Para Kátia*, que foi paciente da mesma equipe que Lorena em 2014, o caso de Lorena Muniz é um exemplo da ausência de alternativas para transição de gênero no sistema público.

"Eu acho que se ela não fosse uma pessoa trans não teria sido deixada pra trás naquele dia em que pegou fogo naquele lugar. Se o SUS de fato cumprisse com seu papel no processo transexualizador, Lorena nem teria precisado ir fazer naquele lugar, teria feito com segurança em um hospital público. A transexualidade é uma questão de saúde pública e deveria ser de fato tratada como tal", disse.

Em nota, a Associação Nacional de Travestis e Transsexuais (Antra) lamentou a morte de Lorena e disse que a fila para fazer o processo transexualizador no SUS "faz com que grande parte da população trans acabe se submetendo a modificações corporais pouco planejadas". Na nota, a associação disse ainda que as mulheres trans são obrigadas "a buscar profissionais que acabam por se aproveitar de nossa vulnerabilidade [...], especialmente aqueles conhecidos por nos tratarem como mercadoria e sem nenhum compromisso com nossas vidas".
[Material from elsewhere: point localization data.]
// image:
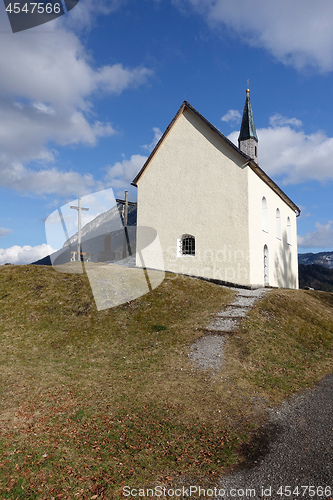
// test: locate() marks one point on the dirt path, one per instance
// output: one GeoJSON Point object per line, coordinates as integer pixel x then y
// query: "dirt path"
{"type": "Point", "coordinates": [293, 452]}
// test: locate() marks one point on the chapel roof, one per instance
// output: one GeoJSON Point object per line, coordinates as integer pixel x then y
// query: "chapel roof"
{"type": "Point", "coordinates": [248, 160]}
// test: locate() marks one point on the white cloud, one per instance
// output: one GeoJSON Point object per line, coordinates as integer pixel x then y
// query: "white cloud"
{"type": "Point", "coordinates": [84, 15]}
{"type": "Point", "coordinates": [291, 155]}
{"type": "Point", "coordinates": [48, 181]}
{"type": "Point", "coordinates": [48, 82]}
{"type": "Point", "coordinates": [232, 116]}
{"type": "Point", "coordinates": [321, 238]}
{"type": "Point", "coordinates": [157, 135]}
{"type": "Point", "coordinates": [4, 231]}
{"type": "Point", "coordinates": [296, 33]}
{"type": "Point", "coordinates": [25, 254]}
{"type": "Point", "coordinates": [278, 120]}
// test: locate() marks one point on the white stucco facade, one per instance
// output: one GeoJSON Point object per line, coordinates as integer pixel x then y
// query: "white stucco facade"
{"type": "Point", "coordinates": [196, 184]}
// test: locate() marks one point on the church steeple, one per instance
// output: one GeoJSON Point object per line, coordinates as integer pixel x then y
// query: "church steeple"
{"type": "Point", "coordinates": [248, 140]}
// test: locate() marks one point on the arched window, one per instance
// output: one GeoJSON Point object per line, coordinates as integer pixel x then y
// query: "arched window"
{"type": "Point", "coordinates": [288, 231]}
{"type": "Point", "coordinates": [264, 210]}
{"type": "Point", "coordinates": [278, 223]}
{"type": "Point", "coordinates": [187, 244]}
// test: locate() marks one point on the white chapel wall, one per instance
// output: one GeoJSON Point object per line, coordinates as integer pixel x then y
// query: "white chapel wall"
{"type": "Point", "coordinates": [282, 264]}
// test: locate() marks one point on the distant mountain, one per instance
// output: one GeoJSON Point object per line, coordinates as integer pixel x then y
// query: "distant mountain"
{"type": "Point", "coordinates": [322, 259]}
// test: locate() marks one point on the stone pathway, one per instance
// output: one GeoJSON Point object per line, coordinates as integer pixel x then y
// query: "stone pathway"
{"type": "Point", "coordinates": [207, 351]}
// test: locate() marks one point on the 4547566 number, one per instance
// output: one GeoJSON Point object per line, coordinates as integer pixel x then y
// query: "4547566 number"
{"type": "Point", "coordinates": [34, 7]}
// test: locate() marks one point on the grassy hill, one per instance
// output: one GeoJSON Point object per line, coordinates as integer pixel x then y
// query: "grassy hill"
{"type": "Point", "coordinates": [93, 401]}
{"type": "Point", "coordinates": [316, 276]}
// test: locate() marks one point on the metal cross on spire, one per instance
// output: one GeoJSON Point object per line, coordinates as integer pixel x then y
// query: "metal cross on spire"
{"type": "Point", "coordinates": [79, 208]}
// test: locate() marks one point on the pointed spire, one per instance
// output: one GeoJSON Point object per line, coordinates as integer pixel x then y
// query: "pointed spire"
{"type": "Point", "coordinates": [248, 140]}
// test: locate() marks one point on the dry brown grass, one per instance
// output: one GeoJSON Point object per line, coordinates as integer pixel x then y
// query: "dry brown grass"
{"type": "Point", "coordinates": [92, 400]}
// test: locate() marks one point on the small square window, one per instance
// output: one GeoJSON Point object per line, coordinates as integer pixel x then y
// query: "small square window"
{"type": "Point", "coordinates": [188, 245]}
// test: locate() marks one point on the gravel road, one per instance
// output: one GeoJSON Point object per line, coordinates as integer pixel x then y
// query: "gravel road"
{"type": "Point", "coordinates": [295, 451]}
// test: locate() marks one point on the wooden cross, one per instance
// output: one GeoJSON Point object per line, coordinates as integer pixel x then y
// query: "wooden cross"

O Núcleo Especializado de Defesa da Diversidade e da Igualdade Racial da Defensoria Pública de São Paulo destacou que outras mulheres que tenham queixas sobre os serviços prestados em clínicas de cirurgia plástica podem procurar a Defensoria pelo e-mail: [email protected] ou pelo telefone: (11)99965-6036.

“Sabemos que existem reclamações, mas ainda não fomos procurados por nenhuma dessas pessoas. Estamos à disposição”, disse a defensora Isadora Brandão.